Updated: Jul 6
Judging Ourselves. Scripture does not teach us not to judge (discern, choose between what is right and wrong), but Scripture does condemn the judgment we bring upon others while ignoring our own sin. We are not to have two standards: one for others and one for ourselves. At the very least, we are to use the same criteria for ourselves that we use for others.

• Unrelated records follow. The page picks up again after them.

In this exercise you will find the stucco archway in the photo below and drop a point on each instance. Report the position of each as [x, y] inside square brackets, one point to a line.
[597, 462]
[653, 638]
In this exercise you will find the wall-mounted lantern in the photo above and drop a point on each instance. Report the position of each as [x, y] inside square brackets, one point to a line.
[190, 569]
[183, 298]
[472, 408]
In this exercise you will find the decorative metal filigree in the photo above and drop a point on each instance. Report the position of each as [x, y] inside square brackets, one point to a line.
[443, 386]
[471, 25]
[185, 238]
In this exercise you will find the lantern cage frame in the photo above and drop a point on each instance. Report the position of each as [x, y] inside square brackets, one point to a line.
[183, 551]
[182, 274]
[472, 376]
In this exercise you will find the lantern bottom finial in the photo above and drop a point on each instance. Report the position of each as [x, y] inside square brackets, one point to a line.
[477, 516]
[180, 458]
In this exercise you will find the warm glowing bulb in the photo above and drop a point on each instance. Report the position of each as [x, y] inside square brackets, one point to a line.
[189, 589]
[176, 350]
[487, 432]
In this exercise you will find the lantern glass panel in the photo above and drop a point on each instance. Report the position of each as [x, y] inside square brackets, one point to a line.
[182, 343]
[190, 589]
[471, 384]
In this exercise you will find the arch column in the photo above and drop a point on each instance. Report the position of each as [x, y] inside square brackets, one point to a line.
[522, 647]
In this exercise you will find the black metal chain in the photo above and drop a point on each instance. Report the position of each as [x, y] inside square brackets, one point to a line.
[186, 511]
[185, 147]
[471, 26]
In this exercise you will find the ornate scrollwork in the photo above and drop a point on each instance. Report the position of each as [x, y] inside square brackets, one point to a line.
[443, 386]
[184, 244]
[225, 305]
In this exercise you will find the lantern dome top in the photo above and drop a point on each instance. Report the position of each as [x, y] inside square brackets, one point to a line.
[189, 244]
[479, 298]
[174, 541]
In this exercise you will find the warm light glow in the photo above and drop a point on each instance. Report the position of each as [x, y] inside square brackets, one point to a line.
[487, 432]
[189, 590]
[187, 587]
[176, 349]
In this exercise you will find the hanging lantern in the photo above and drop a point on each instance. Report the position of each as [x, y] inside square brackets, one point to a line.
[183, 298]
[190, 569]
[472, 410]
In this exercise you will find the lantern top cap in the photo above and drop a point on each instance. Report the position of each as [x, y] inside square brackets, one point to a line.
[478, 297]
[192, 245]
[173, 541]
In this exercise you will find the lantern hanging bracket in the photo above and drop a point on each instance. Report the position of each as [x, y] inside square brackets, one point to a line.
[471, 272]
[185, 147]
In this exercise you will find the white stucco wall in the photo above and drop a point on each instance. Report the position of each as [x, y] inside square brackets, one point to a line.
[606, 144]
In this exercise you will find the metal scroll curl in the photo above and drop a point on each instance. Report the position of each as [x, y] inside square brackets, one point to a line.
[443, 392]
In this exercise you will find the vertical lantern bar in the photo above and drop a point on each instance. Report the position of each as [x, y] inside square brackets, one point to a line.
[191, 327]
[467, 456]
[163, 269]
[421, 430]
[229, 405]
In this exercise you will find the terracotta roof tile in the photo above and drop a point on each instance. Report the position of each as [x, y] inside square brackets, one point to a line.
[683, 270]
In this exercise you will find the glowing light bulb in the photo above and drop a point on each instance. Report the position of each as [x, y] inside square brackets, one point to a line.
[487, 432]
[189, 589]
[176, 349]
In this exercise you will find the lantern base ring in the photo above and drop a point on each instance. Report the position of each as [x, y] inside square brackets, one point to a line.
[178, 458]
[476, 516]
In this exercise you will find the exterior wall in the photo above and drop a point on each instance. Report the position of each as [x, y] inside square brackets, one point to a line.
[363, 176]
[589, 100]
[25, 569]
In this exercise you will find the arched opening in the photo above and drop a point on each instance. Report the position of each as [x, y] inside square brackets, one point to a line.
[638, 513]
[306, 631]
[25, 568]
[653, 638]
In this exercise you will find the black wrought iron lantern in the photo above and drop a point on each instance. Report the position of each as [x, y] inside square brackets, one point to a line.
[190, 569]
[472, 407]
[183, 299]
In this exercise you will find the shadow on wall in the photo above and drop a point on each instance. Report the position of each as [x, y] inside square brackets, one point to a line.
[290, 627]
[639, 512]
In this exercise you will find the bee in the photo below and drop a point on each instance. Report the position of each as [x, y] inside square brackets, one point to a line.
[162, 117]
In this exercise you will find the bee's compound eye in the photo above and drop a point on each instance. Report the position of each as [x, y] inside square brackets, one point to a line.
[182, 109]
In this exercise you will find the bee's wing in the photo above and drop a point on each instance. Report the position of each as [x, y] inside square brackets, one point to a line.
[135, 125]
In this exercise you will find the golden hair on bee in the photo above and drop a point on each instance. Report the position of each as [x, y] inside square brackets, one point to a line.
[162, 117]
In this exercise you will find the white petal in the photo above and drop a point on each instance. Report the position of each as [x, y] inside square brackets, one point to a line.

We must realize that we are not very reliable judges of ourselves. We tend to manipulate the facts to demonstrate our innocence and to magnify the guilt of the other party. At our very worst, we are less guilty than they are. We see the offenses of others in 4K while seeing our minimal offenses through "rose-colored glasses," and we actually have the keen ability to justify our offenses as really being necessary and not an offense at all. If we do apologize, it is often followed by a justification. "I am sorry, but if I did not get angry then..." Jesus calls us to judge ourselves even more rigorously than we judge others. He calls us to take the log out of our own eye before removing the small splinter from the eye of another. What would happen if we reserved our harshest judgment for ourselves? What if we submitted to being judged before acting as the judge of another? Anger is often rooted in the condemnation of another, but humility in dealing with our own stuff first without minimizing our stuff allows us to be gentle as we deal with another. When we find ourselves responding with anger to the faults of others, let us pause and evaluate ourselves and open ourselves to the judgment of another so we can see our own need for confession, repentance, and grace. We will then be liberated from our anger to show the very grace that we received from God for our own sinful behavior. Note: this judgment of self typically is not able to be done in isolation, but requires community (the church). We are typically blind to our anger and we are typically blind to our blindness about our anger...more on this another day.